Below is the National Weather Service forecast for wind and humidity near the fire at Geyserville. The wind barbs point to the direction the wind will be from. After 2 p.m. Tuesday the prediction is for 14 to 16 mph sustained winds out of the northeast with gusts of 21 to 33 until 4 a.m. Wednesday. The humidity will reach into the single digits and there will be no clouds or chance of precipitation.
CAL FIRE reports that 57 homes and 5 commercial structures have been destroyed.
Resources assigned to the fire include 549 engines, 42 water tenders, 27 helicopters, 86 hand crews, and 66 dozers for a total of 4,548 personnel.
Many fixed wing air tankers have been used on the fire. The 747 Very Large Air Tanker (VLAT) has been activated as well as four DC-10 VLATs. These and other tankers, such as the C-130, 737, BAe-146, RJ85, P-3, and MD87 are being used on CAL FIRE and U.S. Forest Service contracts throughout California as fires erupt. There could be more if needed, but the Forest Service has not awarded the Call When Needed contracts for backup air tankers that was first advertised 517 days ago. The eight C-130 military Modular Airborne Fire Fighting System, MAFFS, could also be activated.
— KPIX 5 (@KPIXtv) October 29, 2019
7:14 a.m. PDT October 28, 2019
Strong northeast winds that continued Sunday pushed the Kincade Fire to Highway 101 south of Healdsburg, California. The map below indicates that the fire may have been stopped before entering the city.
Two firefighters were burned yesterday.

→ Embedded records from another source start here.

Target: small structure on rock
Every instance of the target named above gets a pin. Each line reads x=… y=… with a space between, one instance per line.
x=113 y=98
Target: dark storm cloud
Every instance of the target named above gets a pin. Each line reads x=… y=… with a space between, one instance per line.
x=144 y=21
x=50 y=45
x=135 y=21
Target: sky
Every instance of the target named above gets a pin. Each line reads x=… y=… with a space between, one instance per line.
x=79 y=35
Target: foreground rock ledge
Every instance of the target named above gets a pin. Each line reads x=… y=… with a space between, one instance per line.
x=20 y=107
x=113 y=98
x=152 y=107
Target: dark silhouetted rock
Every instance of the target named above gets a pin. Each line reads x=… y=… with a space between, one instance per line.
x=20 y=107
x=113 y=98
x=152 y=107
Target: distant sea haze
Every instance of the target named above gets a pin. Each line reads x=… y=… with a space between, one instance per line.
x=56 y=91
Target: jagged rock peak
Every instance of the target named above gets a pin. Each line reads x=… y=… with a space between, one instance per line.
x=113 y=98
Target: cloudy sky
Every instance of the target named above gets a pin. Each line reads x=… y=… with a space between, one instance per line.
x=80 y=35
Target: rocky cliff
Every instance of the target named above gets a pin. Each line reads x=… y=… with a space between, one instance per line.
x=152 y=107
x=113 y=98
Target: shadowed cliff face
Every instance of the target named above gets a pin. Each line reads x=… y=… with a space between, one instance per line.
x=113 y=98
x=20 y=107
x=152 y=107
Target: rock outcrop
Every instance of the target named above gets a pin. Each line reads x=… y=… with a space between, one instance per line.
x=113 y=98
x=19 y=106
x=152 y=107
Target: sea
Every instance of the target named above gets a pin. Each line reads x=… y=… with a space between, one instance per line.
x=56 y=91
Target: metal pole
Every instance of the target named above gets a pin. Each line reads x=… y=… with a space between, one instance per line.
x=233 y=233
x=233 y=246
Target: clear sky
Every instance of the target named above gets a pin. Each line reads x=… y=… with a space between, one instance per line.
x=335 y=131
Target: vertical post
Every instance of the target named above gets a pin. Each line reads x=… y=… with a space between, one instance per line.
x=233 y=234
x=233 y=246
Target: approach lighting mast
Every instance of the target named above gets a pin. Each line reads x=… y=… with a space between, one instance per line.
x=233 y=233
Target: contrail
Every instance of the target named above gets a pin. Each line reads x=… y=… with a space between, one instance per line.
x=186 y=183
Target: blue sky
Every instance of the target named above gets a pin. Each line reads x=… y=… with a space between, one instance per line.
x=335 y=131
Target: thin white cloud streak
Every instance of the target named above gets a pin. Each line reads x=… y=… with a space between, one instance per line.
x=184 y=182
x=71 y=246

CAL FIRE spokesperson Jonathan Cox said one firefighter with serious burn injuries was airlifted to University of California Davis Medical Center.
Sunday afternoon CAL FIRE reported that the fire had burned 54,298 acres, but an overnight mapping flight found that number had increased to nearly 80,000 acres. Approximately 94 structures have been destroyed and 17 damaged.
Pacific Gas & Electric said they cut off the power to almost a million customers to hopefully prevent their power line infrastructure from starting fires. The wind in the Kincade Fire area is expected to be just 2 to 5 mph on Monday, but is predicted to increase to 10 to 15 mph with gusts above 30 on Tuesday and Tuesday night.
“Due to the dynamic and changing weather conditions, and high fire risk, some customers who are currently out of power may remain out throughout the duration of the next potential PSPS event,” PG&E said.
Resources assigned to the Kincade Fire include 352 engines, 28 water tenders, 10 helicopters, and 51 dozers for a total of 3,441 personnel.